Je suis parce que nous sommes.
Cette idée est inspirée d’un principe africain sur lequel Mandela, entre autres, a érigé sa philosophie : l’Ubuntu. L’affirmation de notre interdépendance et un appel à une solidarité nécessaire. Il est ambitieux de souhaiter s’extraire de son collectif, prétentieux de le mépriser, impossible d’exister sans lui. Tout naît et se développe grâce à la contribution du collectif, avec la complicité de celui-ci. Mais cette chose qui nous colle à la peau, qui nous détermine, nous et notre ombre, cette chose est protéiforme.
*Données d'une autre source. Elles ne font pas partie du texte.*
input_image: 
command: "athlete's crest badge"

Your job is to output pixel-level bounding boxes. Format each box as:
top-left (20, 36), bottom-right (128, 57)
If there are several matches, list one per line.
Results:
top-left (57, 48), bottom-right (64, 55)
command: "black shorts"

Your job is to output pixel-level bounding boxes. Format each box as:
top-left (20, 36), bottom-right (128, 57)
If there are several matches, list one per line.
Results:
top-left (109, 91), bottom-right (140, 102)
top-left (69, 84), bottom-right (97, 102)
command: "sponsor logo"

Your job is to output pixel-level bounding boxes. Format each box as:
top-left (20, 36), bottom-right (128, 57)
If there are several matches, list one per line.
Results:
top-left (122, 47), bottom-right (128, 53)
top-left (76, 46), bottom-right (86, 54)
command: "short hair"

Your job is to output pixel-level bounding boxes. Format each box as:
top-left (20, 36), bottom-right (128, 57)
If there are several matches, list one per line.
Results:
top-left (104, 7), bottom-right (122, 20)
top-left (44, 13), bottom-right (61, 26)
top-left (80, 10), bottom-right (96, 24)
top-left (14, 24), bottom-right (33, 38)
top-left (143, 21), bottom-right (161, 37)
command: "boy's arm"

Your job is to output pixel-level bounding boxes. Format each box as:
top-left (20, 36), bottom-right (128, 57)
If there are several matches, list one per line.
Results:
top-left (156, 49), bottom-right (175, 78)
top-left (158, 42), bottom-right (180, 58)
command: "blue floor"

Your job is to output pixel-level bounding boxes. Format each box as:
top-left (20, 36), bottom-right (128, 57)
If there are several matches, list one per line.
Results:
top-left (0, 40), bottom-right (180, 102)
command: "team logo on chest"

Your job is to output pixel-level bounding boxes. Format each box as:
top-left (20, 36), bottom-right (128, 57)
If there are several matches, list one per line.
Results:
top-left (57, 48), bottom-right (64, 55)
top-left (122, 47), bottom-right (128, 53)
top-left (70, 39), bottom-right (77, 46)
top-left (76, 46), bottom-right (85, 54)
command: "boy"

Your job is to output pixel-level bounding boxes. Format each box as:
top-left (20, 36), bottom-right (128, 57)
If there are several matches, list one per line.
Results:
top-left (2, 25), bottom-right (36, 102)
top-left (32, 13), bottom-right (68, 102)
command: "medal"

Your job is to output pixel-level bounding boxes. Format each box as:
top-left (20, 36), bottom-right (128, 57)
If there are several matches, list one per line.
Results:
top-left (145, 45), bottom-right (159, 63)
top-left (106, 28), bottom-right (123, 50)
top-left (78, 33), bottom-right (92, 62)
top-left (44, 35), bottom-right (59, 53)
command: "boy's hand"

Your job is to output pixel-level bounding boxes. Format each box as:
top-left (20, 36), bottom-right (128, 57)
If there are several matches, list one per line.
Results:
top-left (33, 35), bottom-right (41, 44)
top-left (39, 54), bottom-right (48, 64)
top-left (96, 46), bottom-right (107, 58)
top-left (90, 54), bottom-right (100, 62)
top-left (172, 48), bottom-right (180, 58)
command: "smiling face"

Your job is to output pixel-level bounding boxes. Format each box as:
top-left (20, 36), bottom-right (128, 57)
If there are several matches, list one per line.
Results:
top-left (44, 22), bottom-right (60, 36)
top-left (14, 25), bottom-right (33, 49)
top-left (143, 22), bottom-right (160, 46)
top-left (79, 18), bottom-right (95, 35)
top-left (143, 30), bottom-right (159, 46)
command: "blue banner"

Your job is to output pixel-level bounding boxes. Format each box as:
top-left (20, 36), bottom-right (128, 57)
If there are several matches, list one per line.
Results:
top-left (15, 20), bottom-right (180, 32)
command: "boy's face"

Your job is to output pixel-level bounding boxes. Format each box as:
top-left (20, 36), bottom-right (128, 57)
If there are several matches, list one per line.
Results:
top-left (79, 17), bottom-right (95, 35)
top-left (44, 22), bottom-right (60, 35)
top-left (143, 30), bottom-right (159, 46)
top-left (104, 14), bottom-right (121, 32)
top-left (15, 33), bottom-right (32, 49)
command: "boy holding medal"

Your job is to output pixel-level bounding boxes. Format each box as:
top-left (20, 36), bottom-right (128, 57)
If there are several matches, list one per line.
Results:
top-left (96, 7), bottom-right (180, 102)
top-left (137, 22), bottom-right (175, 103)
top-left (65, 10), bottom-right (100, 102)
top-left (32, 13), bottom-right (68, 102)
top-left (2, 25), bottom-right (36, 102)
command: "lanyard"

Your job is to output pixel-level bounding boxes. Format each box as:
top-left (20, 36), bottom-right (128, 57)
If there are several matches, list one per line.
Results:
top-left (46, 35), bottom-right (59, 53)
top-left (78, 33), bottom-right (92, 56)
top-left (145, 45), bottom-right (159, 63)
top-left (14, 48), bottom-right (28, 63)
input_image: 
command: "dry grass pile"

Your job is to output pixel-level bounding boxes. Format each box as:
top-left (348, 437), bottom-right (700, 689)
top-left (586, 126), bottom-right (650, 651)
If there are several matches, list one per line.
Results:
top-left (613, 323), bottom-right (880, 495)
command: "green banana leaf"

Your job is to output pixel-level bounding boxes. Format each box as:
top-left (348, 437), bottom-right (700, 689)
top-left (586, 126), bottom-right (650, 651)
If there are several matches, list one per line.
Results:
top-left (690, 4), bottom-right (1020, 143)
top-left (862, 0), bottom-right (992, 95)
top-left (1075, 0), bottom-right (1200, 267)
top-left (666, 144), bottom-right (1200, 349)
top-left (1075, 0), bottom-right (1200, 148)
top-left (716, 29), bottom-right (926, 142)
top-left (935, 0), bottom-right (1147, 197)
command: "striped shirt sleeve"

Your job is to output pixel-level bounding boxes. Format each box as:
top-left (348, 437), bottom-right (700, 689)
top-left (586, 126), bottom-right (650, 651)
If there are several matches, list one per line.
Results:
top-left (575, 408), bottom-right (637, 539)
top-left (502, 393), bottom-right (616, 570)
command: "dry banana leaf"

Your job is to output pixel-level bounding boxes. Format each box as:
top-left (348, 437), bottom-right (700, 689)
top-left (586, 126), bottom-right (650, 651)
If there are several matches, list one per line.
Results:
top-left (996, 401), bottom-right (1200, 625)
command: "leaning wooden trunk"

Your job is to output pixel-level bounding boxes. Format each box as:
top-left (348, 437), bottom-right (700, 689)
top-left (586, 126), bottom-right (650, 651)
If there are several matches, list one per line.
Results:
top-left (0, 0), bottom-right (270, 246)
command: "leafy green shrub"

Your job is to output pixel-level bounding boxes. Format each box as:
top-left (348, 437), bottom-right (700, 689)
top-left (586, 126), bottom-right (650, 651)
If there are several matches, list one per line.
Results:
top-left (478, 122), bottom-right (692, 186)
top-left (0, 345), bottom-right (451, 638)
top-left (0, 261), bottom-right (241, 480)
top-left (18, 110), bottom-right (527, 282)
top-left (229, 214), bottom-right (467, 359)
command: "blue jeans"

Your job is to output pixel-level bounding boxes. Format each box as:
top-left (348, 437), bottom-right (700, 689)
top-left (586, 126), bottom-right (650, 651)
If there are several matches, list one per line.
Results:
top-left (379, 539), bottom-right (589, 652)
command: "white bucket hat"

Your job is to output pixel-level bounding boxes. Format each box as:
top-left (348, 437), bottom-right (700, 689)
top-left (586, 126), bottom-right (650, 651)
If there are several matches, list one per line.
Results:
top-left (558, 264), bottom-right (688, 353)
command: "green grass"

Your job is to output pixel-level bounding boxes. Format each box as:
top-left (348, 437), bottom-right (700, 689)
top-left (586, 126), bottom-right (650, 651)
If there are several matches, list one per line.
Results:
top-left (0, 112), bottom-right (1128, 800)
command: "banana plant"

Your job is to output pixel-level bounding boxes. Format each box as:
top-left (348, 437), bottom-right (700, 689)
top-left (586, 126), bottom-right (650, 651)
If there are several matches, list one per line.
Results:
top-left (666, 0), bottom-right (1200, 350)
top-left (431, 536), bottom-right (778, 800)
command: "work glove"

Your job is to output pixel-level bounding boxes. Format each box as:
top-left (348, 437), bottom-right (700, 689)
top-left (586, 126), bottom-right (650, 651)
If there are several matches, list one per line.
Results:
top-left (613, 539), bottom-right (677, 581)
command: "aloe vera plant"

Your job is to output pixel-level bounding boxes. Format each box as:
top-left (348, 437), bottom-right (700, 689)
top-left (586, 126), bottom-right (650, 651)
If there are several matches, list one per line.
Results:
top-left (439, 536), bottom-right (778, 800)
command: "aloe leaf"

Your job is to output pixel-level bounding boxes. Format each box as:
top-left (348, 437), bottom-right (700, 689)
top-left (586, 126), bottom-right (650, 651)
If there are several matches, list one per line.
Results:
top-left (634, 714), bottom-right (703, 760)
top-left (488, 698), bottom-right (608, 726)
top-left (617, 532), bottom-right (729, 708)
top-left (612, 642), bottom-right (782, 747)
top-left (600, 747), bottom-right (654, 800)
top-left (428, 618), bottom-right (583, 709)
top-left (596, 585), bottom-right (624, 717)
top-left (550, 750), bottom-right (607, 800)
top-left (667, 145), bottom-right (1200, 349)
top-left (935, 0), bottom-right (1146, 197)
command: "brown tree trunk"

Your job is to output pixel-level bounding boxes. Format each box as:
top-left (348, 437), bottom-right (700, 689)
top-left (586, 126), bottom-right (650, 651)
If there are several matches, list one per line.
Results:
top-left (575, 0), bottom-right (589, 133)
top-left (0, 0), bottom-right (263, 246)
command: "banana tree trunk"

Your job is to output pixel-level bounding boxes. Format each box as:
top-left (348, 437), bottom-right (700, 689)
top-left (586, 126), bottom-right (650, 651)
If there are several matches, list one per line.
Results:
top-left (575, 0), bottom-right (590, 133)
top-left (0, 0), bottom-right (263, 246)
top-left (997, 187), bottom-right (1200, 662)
Elle est malléable. Elle évolue. Si elle nous fait, nous la faisons aussi. Et c’est ici que sert le désir, l’inutile en chacun.
Comme l’annonçait Sartre au genre humain (et Dumbledore à Harry Potter à la fin du tome 3): Ce ne sont pas nos aptitudes qui font ce que nous sommes, c’est ce que nous choisissons d’en faire. Ce n’est donc pas ce qu’on rencontre quand on plonge dans nos profondeurs qui fait ce qu’on est, mais c’est ce qu’on crée en se servant de cette matière. Il s’agit, en d’autres termes, de rendre au genre humain ce qui lui appartient, ce qu’il a fait germer d’unique en chacun de nous.
L’individu, seul, n’est rien. L’individu, ça n’existe presque pas.